SAS02 Pty Ltd v Deputy Commissioner of Taxation of the Commonwealth of Australia

Case

[2005] WASC 279

16 DECEMBER 2005


JURISDICTION     :   SUPREME COURT OF WESTERN AUSTRALIA

IN CHAMBERS

CITATION:   SAS02 PTY LTD -v- DEPUTY COMMISSIONER OF TAXATION OF THE COMMONWEALTH OF AUSTRALIA [2005] WASC 279

CORAM:   COMMISSIONER SANDERSON

HEARD:   9 DECEMBER 2005

DELIVERED          :   16 DECEMBER 2005

FILE NO/S:   COR 263 of 2005

BETWEEN:   SAS02 PTY LTD (ACN 099 039 451)

Plaintiff

AND

DEPUTY COMMISSIONER OF TAXATION OF THE COMMONWEALTH OF AUSTRALIA
Defendant

Catchwords:

Corporations Act 2001 (Cth) - Application to set aside statutory demand an abuse of process - Admissibility of subsequent affidavit - Turns on own facts

Legislation:

Corporations Act 2001 (Cth), s 459G, s 459H, s 459J, s 459J(1)(b)

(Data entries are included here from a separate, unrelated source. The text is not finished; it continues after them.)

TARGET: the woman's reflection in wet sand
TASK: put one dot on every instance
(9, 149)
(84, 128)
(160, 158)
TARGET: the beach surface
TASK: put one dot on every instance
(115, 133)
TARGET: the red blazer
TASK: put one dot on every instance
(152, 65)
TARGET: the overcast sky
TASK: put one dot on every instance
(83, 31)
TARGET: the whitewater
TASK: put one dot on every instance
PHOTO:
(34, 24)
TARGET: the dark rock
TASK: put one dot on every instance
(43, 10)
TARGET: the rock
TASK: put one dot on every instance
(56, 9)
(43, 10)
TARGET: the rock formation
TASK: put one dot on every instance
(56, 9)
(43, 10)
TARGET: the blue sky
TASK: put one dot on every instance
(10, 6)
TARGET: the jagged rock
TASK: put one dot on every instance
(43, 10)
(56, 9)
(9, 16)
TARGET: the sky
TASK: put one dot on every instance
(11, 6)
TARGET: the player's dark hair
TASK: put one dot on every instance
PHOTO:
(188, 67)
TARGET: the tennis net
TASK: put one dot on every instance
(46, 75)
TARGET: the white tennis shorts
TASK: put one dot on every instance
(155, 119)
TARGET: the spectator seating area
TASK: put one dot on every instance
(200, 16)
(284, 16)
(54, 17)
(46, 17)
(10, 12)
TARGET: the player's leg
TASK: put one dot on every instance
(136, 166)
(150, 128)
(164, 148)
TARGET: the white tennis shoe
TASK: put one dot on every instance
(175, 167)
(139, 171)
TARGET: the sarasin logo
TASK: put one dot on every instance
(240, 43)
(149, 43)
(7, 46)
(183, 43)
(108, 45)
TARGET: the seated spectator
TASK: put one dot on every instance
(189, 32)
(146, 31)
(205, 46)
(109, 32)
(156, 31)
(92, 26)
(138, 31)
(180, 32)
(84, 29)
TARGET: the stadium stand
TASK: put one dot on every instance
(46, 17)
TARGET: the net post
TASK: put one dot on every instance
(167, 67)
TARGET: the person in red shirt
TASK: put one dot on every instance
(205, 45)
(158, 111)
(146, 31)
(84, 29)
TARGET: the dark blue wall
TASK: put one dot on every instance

Taxation Administration Act 1953 (Cth)

Result:

Application dismissed

Category:    B

Representation:

Counsel:

Plaintiff:     Mr C P K Russell

Defendant:     Ms J W M Tang

Solicitors:

Plaintiff:     Birman & Ride

Defendant:     Australian Taxation Office

Case(s) referred to in judgment(s):

D & S Group of Companies Pty Ltd v O'Connor Investments Pty Ltd (1997) 15 ACLC 1794

David Grant & Co Pty Ltd v Westpac Banking Corp (1994) 12 ACLC 895

Graywinter Properties Pty Ltd v Gas & Fuel Corporation Superannuation Fund (1996) 14 ACLC 1703

K W and K M Quinn Investments Pty Ltd v Deputy Commissioner of Taxation [2003] QSC 336

Case(s) also cited:

Genesis Management Services Pty Ltd v Soniclean Pty Ltd [2005] SASC 224

Hoare Bros Pty Ltd v Deputy Commissioner of Taxation (1996) 62 FCR 302

Kanwa Nominees Pty Ltd v Australian Taxation Office [2001] ACTSC 113

MGM Bailey Enterprises v Austin Australia Pty Ltd (2002) 20 ACLC 765

Missay Pty Ltd v Seventh Cameo Nominees Pty Ltd (In Liq) [2000] VSC 397

Moutere Pty Ltd v Deputy Commissioner of Taxation [2000] NSWSC 379

Softex Industries Pty Ltd v Commissioner of Taxation [2001] QSC 377

Willemse Family Company Pty Ltd v Deputy Commissioner of Taxation [2002] QSC 292

  1. MASTER SANDERSON: This is the plaintiff's application to set aside a statutory demand. The demand was served on 7 October 2005. The application to set aside the demand was filed and served on 28 October 2005. The application is brought under the provisions of s 459G of the Corporations Act 2001 (Cth).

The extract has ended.